The Hungarian government seems to have realized that some of its recent policy decisions have not been popular with the investment community. Not only was the country’s fiscal situation compared to Greece, a series of misadventures such as the
controversial media law, the extension of the much-criticized bank tax, and government interference in appointments to the monetary policy panel, cast aspersions on the health of the nation’s economic policy. In a damage control exercise, the government hired a London-based financial PR firm to make amends.
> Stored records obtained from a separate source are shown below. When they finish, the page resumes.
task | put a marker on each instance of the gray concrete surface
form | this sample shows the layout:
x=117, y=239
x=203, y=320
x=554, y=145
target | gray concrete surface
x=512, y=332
Czech Republic: Pushing ahead with pension reform
Charting a different course from its neighbors Poland and Hungary, the Czech Republic plans to introduce a new pension system for the country. The proposed scheme will give government employees the option to voluntarily move out of the current system. Moreover, a portion of the 28 percent social security tax will be diverted to the new privatized pension system. The government hopes to overhaul the country’s finances with the new revenue being generated. Czech public debt currently stands at below 40 percent of the GDP, which is low by European Union standards. However, Prime Minister Petr Necas’ shaky coalition government will find it tough to push the reforms, as public support is limited.
In the aftermath of the leakage at a Japanese atomic reactor, the Czech Republic, a strong advocate of nuclear energy, has refused to toe the anti-nuclear offensive pursued by its chief export partner Germany. On the contrary, the country has joined other pro-nuclear European countries, which badly need electricity generated from nuclear energy to power their industrial growth.
Meanwhile, three Czech central bankers expressed the view that interest rates should be hiked. The rate now stands at 0.75 percent after the slight reduction in May. Central Bank board member Eva Zamrazilova said mounting inflationary pressures due to increasing exports and producer prices call for an increase in the interest rate. Central bank governor Miroslav Singer also underlined the resurgence in the Czech economy, saying the pace of growth could reach the levels seen before the crisis by the end of 2011. Singer also acknowledged that the growth is led by exports and industrial growth.